The following was written when I lived in Japan, for another blog. I am reproducing it here because there was a note in my drafts folder instructing me to do so.


Today I was told that mastery of either Kendo 剣道, Judo 柔道, or Karate 空手 is one of the necessary requirements to be a police officer in Japan. I wondered what constitutes “mastery” in this context, presumably at least 1st dan (black belt)? My friend didn’t know, just that it has to be one of those three – Aikido and Kenpo don’t count. I haven’t found any sources for this online but of course I have no reason to doubt the word of a native Japanese person on the matter. I’m fascinated.

KendoI asked for a way to state something but at the same time signal that you’re not really pleased about it. Something along the lines of “I wish it wasn’t cold” or “It’s spicy, I don’t really like that”. Or, better, a word that would convey the effect of saying “It’s cold” or “It’s spicy” while making an unhappy face. The first answer I got was something that is apparently a female way to say this and would be weird for a guy to say. I forget what that was, but I’ll ask again because it might be handy in future or hilarious to misuse. The second answer, after some thought, was to tag “yada na” on the end. This is tricky to translate exactly so I’m not even going to try, just give some examples. You know what I asked, so you pretty much know what “yada na” means.

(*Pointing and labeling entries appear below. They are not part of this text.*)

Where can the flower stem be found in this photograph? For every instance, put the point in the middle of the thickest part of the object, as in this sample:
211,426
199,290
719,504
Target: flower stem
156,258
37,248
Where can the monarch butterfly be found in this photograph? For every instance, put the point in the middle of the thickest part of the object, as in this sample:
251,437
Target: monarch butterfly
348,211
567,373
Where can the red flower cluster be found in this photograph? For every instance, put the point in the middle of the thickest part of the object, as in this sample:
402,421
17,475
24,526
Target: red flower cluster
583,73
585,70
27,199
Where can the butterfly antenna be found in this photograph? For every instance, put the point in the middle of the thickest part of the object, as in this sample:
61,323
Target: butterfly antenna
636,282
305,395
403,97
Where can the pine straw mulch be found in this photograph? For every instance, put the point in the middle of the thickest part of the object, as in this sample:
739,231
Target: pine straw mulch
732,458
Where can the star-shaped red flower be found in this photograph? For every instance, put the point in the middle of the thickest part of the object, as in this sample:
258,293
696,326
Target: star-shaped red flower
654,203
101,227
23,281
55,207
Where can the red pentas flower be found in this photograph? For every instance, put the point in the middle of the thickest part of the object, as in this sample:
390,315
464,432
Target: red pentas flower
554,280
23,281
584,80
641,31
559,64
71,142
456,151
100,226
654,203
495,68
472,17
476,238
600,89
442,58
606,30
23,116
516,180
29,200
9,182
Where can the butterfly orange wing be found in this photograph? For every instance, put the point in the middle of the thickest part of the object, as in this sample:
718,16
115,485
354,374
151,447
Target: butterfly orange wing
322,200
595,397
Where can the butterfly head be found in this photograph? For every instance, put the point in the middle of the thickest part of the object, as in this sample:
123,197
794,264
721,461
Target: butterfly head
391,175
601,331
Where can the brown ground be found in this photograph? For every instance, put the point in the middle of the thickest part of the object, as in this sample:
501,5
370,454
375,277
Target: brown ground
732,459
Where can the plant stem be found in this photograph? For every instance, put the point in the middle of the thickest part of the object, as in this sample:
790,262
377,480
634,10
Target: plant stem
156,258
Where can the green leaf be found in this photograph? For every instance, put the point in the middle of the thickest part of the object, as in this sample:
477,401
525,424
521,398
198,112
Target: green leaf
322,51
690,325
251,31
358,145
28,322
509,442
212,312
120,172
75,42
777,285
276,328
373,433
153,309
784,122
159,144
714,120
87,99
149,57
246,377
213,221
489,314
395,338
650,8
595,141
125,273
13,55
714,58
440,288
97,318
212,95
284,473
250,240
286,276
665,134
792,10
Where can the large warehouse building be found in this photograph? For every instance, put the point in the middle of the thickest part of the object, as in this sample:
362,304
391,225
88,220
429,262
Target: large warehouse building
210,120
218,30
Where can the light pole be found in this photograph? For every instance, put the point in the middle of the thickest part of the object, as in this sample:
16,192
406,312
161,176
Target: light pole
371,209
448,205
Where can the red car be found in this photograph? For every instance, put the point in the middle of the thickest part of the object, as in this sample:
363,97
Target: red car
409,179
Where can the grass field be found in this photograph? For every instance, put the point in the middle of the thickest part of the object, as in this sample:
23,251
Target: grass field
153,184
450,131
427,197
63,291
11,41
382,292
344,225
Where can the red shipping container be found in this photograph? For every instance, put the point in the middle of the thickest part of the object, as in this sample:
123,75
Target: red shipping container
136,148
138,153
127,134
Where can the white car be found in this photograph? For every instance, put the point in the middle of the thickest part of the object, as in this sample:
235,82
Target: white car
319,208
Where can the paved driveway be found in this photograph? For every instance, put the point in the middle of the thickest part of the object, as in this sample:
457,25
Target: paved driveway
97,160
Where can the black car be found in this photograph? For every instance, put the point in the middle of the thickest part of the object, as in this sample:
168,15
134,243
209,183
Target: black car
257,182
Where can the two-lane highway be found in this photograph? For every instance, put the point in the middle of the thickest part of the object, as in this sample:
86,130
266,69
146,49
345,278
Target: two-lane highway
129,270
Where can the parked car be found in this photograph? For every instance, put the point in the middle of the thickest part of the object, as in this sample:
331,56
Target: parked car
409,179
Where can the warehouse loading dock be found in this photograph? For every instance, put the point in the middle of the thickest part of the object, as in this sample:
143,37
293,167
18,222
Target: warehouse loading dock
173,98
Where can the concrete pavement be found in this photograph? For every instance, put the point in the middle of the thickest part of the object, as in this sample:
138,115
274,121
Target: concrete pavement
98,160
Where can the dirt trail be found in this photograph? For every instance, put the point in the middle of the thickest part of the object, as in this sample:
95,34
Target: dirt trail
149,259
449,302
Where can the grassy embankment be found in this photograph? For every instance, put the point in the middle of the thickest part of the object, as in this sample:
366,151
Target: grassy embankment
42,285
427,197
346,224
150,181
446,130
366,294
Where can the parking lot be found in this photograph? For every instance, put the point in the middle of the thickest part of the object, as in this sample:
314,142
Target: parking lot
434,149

It’s cold, yada na! 寒いのやだな samui no yada na

There’s egg, yada na! 卵やだな tamago yada na

(That) woman…yada na! 彼女やだな kanojo yada na

You may have noticed, when the word is an adjective you need to add “no” but when it’s a noun you don’t. Anyway, onto the rest of today’s phrases.

warm 暖かい atatakai

It’s getting warmer 暖かくなってきます atatakaku natte kimasu

pollen 花粉 kafun

hay fever 花粉症 kafunshou

I have hay fever 私は花粉症です watashi wa kafunshou desu

Sorry I’m late, my Tauntaun froze before I reached the first marker
遅くなって申し訳ありません。最初の道標に到着した前、私のトーントーンが凍死してしまいました。
osoku natte mōshiwake arimasen. saisho no dōhyō ni touchaku shita mae, watashi no tauntaun ga tōshi shite shimaimashita


The vocabulary of the entry is not formatted in my usual house style but it works fine (possibly better) the way I did it at the time.